The HLA-C signal is ten logs weaker than HLA-A or HLA-B and is diminished slightly by adjusting for HLA-A or HLA-B variants (Figure 3E, Table S11). Further, the most significant HLA-C alleles (HLA-C*03:02 and -C*12:02) track HLA-A and -B alleles in the haplotype analyses (Table S8), suggesting the HLA-C association are likely proxies of the stronger HLA-B and -A associations. We interpret these cumulative data as suggestive that there are two robust independent HLA association signals with NPC development: HLA-A including at least five amino acid position in 62Gln, 70Gln, 97Ile, 114Arg and 276Leu carried by HLA-A*11:01 and HLA-B including the -16Leu and 116Leu-bearing alleles.

Our GWAS analysis also provided an opportunity to inspect regions of the genome outside HLA that had been implicated in previous NPC studies. The results (Table S6 and Table 1) offer strong supportive confirmation of SNPs in the HLA-A gene region (including the adjacent HCG9, and GABBR1 genes) as suggested by previous GWAS. [18], [19] However, our SNP replication (Table S6) and multivariate logistical regression analysis (Figure 3; Table S11) indicate that all these associations are by and large proxies for the primary functional aa variants association in our cohort. We also replicated the TNFRSF19, MDS1-EVI1, CDNK2A/2B gene associations [19] in our cohort (p = 1.5×10−5; 5.0×10−5 and 5.6×10−3 respectively) although these genes did not achieved genome wide significance (Table S6). The ITGA9 association reported by Ng et al14 was not replicated in our cohort (Table S6).
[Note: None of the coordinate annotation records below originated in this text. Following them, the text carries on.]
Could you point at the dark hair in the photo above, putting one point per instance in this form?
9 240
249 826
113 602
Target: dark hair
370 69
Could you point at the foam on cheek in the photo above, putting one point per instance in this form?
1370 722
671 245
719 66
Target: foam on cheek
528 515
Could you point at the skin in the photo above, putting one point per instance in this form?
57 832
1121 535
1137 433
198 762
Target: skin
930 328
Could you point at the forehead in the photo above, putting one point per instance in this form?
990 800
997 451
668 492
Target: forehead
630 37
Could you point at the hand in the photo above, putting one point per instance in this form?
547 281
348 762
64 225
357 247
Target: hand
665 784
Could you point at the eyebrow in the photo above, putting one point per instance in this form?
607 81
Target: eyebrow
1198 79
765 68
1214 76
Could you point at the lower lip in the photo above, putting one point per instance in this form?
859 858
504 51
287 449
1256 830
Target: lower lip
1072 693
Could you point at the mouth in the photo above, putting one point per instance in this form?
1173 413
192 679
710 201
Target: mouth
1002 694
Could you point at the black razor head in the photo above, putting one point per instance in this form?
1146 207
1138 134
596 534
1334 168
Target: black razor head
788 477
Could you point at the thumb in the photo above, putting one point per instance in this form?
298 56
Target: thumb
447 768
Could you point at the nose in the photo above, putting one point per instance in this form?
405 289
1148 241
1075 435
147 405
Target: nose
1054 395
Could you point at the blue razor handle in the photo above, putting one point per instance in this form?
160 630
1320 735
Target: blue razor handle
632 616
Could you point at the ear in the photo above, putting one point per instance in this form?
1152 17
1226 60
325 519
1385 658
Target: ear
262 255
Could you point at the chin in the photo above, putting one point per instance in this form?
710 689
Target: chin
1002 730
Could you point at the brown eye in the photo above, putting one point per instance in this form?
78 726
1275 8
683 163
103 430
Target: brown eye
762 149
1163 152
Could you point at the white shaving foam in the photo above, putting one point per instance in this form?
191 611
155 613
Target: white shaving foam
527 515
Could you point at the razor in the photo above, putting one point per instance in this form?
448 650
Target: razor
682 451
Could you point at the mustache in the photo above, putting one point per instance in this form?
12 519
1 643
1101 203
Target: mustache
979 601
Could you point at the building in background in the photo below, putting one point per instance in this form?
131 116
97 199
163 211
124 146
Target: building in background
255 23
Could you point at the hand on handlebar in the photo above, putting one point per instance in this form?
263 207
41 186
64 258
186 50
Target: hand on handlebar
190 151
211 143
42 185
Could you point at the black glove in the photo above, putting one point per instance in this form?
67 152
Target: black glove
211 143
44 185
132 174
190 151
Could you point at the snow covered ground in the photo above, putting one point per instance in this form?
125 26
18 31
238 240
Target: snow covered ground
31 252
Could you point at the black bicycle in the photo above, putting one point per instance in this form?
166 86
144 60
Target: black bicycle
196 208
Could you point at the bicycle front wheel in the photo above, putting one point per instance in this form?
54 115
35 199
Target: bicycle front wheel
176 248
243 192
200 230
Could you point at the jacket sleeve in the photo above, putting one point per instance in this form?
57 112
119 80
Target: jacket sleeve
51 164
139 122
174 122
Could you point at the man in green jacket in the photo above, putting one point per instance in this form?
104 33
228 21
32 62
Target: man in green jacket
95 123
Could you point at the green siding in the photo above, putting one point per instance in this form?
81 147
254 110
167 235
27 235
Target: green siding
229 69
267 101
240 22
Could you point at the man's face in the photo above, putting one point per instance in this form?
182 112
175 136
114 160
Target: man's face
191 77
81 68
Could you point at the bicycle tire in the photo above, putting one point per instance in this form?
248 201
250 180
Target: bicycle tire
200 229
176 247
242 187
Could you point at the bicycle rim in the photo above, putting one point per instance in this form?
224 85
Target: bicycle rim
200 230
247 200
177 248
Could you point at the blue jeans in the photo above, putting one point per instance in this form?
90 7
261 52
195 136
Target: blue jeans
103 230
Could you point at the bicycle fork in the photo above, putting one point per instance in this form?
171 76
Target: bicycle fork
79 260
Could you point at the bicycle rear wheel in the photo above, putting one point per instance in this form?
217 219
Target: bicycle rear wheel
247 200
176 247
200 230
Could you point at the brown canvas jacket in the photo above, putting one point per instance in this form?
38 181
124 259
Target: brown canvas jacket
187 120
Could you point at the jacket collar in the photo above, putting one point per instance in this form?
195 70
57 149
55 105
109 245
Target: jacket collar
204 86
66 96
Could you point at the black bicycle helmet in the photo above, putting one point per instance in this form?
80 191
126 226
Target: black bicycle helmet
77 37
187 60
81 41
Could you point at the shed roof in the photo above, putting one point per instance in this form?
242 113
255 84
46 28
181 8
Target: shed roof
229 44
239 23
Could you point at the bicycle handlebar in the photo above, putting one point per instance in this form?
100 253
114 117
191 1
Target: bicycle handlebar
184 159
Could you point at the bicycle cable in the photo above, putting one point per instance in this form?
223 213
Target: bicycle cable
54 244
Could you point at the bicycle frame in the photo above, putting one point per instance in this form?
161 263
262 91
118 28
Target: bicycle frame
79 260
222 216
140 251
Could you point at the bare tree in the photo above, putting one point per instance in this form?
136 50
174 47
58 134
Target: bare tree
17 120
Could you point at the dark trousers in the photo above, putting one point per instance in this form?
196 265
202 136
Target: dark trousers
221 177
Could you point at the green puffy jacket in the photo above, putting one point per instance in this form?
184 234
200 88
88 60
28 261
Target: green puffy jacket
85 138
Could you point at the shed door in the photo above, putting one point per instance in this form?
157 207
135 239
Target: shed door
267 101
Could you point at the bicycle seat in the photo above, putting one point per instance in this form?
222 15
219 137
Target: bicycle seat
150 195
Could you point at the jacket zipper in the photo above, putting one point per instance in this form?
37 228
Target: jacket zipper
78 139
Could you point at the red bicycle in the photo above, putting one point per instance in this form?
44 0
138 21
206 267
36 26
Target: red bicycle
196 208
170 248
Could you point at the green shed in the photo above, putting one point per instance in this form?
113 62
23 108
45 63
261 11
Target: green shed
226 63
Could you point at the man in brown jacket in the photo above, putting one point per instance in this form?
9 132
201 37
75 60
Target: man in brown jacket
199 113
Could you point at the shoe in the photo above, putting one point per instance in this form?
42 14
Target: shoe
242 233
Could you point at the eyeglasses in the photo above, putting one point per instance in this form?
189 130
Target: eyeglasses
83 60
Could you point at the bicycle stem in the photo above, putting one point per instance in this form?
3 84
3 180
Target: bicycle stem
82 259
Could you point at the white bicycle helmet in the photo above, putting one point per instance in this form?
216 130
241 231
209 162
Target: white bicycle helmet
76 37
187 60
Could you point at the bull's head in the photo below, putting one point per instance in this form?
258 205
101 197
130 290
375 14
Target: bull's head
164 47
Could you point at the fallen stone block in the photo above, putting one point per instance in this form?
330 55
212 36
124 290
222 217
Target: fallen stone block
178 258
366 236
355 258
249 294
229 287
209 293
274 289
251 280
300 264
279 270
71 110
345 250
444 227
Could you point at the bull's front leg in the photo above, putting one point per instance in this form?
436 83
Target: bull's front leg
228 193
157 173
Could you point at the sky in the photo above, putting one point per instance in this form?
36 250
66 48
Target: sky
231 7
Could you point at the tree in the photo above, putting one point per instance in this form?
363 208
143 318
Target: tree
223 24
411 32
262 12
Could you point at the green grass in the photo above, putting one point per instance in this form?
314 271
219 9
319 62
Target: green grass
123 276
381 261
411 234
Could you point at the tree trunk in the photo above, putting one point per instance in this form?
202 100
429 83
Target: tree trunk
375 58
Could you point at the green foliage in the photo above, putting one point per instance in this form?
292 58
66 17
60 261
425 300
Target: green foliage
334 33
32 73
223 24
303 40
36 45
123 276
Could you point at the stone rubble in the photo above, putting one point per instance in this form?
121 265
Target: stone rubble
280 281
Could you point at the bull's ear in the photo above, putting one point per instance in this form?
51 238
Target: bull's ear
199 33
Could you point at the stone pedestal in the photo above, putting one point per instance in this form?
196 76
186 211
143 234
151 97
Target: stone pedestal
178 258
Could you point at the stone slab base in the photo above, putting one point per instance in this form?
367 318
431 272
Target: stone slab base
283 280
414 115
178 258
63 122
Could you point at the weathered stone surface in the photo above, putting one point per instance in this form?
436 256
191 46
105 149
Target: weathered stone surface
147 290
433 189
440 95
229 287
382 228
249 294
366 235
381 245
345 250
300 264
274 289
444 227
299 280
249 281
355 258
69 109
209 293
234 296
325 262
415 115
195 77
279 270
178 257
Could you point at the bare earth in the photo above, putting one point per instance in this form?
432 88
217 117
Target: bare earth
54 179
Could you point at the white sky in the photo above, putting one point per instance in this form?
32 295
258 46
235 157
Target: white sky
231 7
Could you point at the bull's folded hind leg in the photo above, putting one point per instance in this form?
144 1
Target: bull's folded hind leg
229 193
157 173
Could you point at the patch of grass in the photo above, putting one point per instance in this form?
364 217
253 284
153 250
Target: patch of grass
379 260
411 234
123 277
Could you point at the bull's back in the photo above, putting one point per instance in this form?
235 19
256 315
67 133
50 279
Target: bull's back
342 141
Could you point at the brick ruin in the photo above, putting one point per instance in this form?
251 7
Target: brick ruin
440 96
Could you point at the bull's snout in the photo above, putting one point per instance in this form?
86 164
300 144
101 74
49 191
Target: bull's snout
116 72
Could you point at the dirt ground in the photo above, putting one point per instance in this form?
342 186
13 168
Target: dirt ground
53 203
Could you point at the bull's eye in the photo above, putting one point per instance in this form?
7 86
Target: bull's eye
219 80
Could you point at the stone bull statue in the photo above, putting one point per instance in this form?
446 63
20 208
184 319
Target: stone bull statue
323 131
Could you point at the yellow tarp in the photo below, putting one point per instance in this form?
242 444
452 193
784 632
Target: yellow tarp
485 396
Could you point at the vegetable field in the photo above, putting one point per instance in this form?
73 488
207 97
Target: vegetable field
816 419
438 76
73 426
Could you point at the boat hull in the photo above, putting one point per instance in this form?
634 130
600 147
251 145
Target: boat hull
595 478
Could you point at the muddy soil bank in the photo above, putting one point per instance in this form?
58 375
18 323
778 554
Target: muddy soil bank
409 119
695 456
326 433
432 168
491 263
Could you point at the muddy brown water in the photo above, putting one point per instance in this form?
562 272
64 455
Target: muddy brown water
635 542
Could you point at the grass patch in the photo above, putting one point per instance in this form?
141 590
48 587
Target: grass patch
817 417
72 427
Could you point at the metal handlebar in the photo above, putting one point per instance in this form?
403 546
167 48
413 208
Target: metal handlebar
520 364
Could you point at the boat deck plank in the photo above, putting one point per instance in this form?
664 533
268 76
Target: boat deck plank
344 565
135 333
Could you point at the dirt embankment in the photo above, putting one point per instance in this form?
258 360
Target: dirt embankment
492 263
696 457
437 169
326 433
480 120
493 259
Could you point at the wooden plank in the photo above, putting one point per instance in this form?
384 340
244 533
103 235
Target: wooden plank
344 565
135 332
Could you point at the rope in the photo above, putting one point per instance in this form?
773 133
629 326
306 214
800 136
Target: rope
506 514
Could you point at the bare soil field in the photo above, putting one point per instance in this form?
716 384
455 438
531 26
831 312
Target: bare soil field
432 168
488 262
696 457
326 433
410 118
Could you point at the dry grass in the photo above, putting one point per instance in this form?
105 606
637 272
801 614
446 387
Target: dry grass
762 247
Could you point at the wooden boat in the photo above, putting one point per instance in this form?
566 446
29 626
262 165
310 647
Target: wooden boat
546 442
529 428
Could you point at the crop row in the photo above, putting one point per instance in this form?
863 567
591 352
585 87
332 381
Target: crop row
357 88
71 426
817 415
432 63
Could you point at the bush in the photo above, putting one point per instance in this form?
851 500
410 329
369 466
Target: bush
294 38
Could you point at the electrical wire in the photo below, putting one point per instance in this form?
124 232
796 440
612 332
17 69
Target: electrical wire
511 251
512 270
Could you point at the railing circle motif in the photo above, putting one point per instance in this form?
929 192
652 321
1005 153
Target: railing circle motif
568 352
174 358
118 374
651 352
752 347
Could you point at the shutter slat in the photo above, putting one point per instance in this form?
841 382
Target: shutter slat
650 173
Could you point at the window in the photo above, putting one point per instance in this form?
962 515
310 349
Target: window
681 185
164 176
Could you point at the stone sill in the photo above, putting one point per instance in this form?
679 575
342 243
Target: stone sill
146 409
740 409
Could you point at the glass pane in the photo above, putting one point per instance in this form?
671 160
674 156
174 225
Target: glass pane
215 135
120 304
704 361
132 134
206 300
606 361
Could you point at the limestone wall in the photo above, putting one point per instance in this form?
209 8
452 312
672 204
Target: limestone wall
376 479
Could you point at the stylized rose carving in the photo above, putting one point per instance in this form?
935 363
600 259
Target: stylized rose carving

We present and interpret a 1 M SNP GWAS, in subjects from Guangxi Zhuang Autonomous Region and Guangdong province of southern China, where perhaps the highest recorded NPC incidence has been found. [3], [4], [20], [21] Multiple genome wide significant association signals were evident with the HLA gene region and in a few other chromosomal regions (Figure 1A). Because the HLA region is complex and displays extensive LD, we sought to resolve the causal association signals with several different approaches. These included replication in an independent cohort from the same area, sequence based gene typing of the HLA-A, -B and -C genes, and analysis of sequence based nucleotide alleles as well as 284 amino acid site variants across the HLA genes (Figure 2). We compared association signals of SNPs, aa variants, HLA- alleles defined by molecular typing and associated HLA –A, -B and C haplotypes. To resolve the operative variants from proxies that track signals by LD, we enlisted a multivariate logistical regression of alleles and site variants with the strongest signals (Figure 3, Table S11). Finally we revisited and attempted replication in our cohort reports from other NPC gene associations including GWAS recently published, [17], [18], [19] (TNFRSF19 -CHR 13, MDS1-EVI1-CHR 3, and CDNK2A/2B- CHR 9; Table S6) affirming gene influence that are important in this disease.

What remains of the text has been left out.